Historiquement, le S&P 500 s'est échangé à environ 16 fois les bénéfices annuels contre 30 fois les bénéfices actuels. En période de bulle, les actions peuvent se vendre bien au-delà de ce multiple, comme les Nifty Fifty dans les années 60. Aujourd'hui, les leaders du S&P 500, comme Nvidia, se négocient à des multiples élevés, mais pas aussi extrêmes, surtout compte tenu de leur fondamentaux exceptionnels. 

Source : Zonebourse 

Cependant, il ne faut pas oublier le caractère cyclique de certaines de ces entreprises. Malgré la hausse spectaculaire du BPA (bénéfice net par action) de Nvidia entre 2023 et 2024 –  ce dernier est passé de 0,17 USD à 1,19 USD – l'entreprise n'en reste pas moins une action cyclique (malgré la partie software qui prend de l'ampleur). En témoignent ses drawdowns ces dernières années (-56% en 2018, -66% en 2022). 

Il apparaît que les investisseurs parient sur la longévité et la croissance continue de ces entreprises, malgré les risques liés à l'innovation technologique et à la concurrence. Cependant, beaucoup d'anciennes stars du marché ont disparu du S&P 500, souvent à cause de fusions plutôt que de faillites. 

Howard M. observe que les investisseurs, lors des bulles, traitent les entreprises leaders comme si elles allaient dominer indéfiniment, ce qui n'est pas toujours le cas. Les bulles naissent souvent d'innovations technologiques ou financières et peuvent s'étendre à des marchés entiers. Dans les années 1990, le S&P 500 a bénéficié de la baisse des taux d'intérêt et de l'enthousiasme pour les actions, avec un rendement annuel moyen de plus de 20 %. Cependant, cette euphorie a conduit à une surévaluation des actions, suivie d'une chute du S&P 500 entre 2000 et 2002. 

Source : Zonebourse 

Récemment, le S&P 500 a enchaîné deux années de fortes hausses (+24,23% en 2023 et +23,31% en 2024). D'après lui, les signes actuels incluent un optimisme persistant, des valorisations élevées, et un engouement pour l'IA. 

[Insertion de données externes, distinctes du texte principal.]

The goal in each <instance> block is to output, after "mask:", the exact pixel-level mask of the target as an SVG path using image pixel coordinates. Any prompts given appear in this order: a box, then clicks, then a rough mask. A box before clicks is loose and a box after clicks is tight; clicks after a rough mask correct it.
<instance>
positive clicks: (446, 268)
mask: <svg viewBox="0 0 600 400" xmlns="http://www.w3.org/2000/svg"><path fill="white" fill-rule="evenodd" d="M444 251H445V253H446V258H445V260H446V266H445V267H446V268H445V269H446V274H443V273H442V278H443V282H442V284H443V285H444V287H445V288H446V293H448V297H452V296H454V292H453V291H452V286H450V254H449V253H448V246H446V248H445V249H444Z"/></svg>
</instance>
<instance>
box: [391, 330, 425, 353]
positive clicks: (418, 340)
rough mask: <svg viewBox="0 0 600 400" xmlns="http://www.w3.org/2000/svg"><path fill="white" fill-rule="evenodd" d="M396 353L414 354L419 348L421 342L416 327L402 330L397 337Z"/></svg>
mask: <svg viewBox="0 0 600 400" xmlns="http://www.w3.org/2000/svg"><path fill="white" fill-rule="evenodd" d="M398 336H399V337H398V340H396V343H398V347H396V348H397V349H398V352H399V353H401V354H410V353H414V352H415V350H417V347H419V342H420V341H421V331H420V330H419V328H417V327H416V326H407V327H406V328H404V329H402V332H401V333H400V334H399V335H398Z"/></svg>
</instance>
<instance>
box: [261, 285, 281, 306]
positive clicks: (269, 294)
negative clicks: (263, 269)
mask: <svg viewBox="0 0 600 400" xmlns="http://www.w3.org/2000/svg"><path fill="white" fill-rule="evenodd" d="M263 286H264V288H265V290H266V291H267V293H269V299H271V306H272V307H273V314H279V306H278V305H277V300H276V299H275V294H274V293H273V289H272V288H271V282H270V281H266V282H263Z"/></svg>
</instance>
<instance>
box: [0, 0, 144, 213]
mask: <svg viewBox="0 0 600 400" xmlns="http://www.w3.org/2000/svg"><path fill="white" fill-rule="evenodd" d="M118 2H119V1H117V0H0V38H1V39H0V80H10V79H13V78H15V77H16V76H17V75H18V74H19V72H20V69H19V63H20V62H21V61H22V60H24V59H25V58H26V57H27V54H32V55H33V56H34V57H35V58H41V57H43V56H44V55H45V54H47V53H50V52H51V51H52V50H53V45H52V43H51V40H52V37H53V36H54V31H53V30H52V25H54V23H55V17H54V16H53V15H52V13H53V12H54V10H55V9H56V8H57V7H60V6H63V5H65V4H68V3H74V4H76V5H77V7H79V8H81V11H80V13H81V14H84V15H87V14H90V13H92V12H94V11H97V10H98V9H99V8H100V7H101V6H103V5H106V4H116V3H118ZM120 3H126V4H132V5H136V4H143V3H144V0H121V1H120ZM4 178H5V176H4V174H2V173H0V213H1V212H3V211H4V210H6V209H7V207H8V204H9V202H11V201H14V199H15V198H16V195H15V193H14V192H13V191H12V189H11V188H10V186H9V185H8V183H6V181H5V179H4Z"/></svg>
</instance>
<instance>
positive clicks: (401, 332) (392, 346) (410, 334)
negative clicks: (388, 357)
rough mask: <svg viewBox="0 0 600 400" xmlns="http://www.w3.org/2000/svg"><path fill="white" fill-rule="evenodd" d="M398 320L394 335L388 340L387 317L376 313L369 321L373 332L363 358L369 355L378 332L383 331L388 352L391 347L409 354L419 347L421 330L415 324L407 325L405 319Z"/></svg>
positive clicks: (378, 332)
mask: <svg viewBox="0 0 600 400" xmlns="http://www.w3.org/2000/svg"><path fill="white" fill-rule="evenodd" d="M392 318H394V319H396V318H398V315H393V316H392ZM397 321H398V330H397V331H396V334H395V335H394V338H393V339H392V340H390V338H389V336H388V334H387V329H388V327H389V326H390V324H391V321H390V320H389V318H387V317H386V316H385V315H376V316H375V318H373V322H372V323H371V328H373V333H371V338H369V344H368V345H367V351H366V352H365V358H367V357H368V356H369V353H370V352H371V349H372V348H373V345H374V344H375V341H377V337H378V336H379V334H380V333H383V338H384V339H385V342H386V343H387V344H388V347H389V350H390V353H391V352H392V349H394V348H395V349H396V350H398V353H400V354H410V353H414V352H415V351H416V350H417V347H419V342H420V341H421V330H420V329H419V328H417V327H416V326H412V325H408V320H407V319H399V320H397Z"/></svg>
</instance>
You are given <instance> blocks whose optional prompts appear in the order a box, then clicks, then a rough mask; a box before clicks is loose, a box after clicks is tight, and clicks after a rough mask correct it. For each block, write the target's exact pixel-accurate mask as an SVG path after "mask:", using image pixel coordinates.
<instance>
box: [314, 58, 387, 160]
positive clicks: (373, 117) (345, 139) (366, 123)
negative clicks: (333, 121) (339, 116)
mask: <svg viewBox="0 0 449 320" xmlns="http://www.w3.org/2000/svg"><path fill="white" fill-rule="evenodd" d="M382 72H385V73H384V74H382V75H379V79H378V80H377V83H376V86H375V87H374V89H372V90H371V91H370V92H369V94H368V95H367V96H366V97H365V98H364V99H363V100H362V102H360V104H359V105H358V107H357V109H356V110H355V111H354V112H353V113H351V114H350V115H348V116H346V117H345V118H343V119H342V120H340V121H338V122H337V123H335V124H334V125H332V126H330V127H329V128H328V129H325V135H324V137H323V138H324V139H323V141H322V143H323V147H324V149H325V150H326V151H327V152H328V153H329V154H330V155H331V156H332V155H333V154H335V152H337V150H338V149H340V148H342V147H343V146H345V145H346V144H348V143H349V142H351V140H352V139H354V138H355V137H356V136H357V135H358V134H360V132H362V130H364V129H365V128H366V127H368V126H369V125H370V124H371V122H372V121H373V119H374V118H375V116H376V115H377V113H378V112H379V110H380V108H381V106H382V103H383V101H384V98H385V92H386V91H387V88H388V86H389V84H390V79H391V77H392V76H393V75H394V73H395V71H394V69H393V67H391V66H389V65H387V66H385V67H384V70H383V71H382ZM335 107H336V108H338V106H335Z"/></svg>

Marks présente un graphique de JP Morgan qui montre la relation entre le ratio cours/bénéfice du S&P 500 et les rendements sur dix ans, de 1988 à 2014. Il a remarqué que des valorisations initiales élevées entraînent généralement des rendements plus faibles. Actuellement, le ratio cours/bénéfice est dans le décile supérieur, ce qui pourrait indiquer des rendements futurs modestes, entre +2 % et -2 %. 

Source : JP Morgan 

Plusieurs grandes banques ont d'ailleurs prévu des rendements similaires, à l'image de Goldman Sachs qui prévoit des performances annualisées de 3% pour la prochaine décennie comme expliqué par mon collègue Xavier Delmas dans cette vidéo : 

Preuve que le prix payé pour un investissement, même à long terme, est important. Si la croissance future déçoit, les multiples de valorisation tout comme les prévisions de bénéfices pourraient corriger dans le même temps, ce qui se traduirait par une baisse marquée et une volatilité accrue. Le marché peut tout aussi bien latéraliser quelques temps, le temps d'absorber cette valorisation exigeante. Le temps nous dira si les valorisations actuelles sont justifiées mais les probabilités sont du côté de la prudence.